Where biofuels are concerned, Rapier states that the effort has always been predicated on the assumption that we will eventually switch from corn ethanol to much more abundant, non-food cellulosic feedstocks such as switch grass. We just have to wait until somebody comes up with a way to break down cellulose. What investors do not seem to realize is that techniques for breaking down cellulose have been around since the 19th century. They just have proved to be too expensive.

But “high costs have never been a deterrent for Silicon Valley entrepreneurs who wielded Moore’s Law as the solution to every problem. In their minds, the advanced biofuel industry would mimic the process by which computer chips continually became faster and cheaper over time. But advanced biofuels amounted to a fundamentally different industrial process that was already over 100 years old. A decade into this experiment it is clear that Moore’s Law isn’t solving the cost problem.”

(Actually, if you read George Gilder’s latest book, “Knowledge and Power,” you would realize that mathematicians such as Claude Elwood Shannon and John von Neumann have determined that information as an entirely separate entity from energy and matter. Moore’s Law applies only to information, not matter and energy.)

Rapier says biofuels will never succeed until the effort at developing them is redirected into producing methanol rather than ethanol once again:

For methanol, we can produce it from biomass via a similar process to how it is produced for $1 per gallon today. There are numerous biomass gasifiers out there. Some are even portable. They do not require high fossil fuel inputs and they utilize a much larger fraction of the biomass. They aren’t limited to cellulose. They gasify everything – cellulose, hemicellulose, lignin, sugars and proteins – all organic components. And if there is also a heating application, the combined heat and fuel or power efficiency of a biomass to methanol via gasification route is going to put cellulosic ethanol to shame. In any case, the efficiency of biomass gasification to methanol is going to put cellulosic ethanol to shame, because it doesn’t have to deal with all of that water present in the ethanol process.

Altogether, Rapier argues that methanol has a much broader potential feedstock, is easier and cheaper to produce and could be manufactured in much larger quantities than corn ethanol. And this doesn’t even consider the possibility of synthesizing it from our superabundant supplies of natural gas.

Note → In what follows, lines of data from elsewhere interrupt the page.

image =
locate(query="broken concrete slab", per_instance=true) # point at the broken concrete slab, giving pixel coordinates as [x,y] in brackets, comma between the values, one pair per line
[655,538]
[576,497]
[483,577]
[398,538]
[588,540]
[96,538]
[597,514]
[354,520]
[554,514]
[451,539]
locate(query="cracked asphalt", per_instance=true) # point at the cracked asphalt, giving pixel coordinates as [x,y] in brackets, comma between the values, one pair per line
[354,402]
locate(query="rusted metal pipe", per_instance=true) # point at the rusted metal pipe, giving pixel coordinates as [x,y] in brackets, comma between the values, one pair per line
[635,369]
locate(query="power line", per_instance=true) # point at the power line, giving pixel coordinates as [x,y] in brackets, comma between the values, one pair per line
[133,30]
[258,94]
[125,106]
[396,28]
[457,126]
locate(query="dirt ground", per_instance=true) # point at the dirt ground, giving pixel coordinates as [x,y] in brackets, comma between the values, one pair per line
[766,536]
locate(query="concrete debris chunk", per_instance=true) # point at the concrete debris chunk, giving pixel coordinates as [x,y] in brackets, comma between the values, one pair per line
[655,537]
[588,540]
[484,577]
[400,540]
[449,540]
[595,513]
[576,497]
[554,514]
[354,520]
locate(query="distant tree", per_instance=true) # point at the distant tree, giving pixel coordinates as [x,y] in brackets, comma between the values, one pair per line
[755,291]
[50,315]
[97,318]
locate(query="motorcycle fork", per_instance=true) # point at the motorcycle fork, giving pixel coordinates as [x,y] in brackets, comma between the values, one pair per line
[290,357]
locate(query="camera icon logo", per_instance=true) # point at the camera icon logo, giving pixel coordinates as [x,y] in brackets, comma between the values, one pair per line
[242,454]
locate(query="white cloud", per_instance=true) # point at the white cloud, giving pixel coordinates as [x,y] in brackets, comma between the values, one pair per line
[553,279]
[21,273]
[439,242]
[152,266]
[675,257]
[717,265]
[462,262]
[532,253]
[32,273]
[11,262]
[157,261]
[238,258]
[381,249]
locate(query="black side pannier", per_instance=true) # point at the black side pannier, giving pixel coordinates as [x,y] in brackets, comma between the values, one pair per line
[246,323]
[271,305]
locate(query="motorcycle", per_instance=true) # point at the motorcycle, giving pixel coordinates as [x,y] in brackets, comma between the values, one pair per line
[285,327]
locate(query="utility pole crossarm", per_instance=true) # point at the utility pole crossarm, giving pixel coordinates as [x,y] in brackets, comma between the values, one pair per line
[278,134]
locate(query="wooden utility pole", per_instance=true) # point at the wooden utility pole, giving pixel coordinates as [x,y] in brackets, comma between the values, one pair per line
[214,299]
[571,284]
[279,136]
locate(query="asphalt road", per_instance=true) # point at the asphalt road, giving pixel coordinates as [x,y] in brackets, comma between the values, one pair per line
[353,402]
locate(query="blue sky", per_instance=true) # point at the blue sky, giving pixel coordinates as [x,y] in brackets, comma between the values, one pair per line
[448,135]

The problem is that “methanol doesn’t have a big lobby and 42 senators from farm states it can count on for perpetual support.”

At Fuel Freedom Foundation, we believe we should pursue all these options – ethanol, biofuels, compressed natural gas (CNG), liquefied natural gas (LNG) and electric cars. They all offer the possibility of reducing the $350 billion we shell out each year for imported oil. But we can’t help but admire Rapier’s observation that the methanol option is greatly underappreciated. The reasons are: 1) the EPA restrictions that make it illegal to use in car engines and 2) the lack of any large constituency such as the farm lobby that stands to gain from it. For that reason alone we’re very encouraged by Rapier’s writings and look forward to more in the future.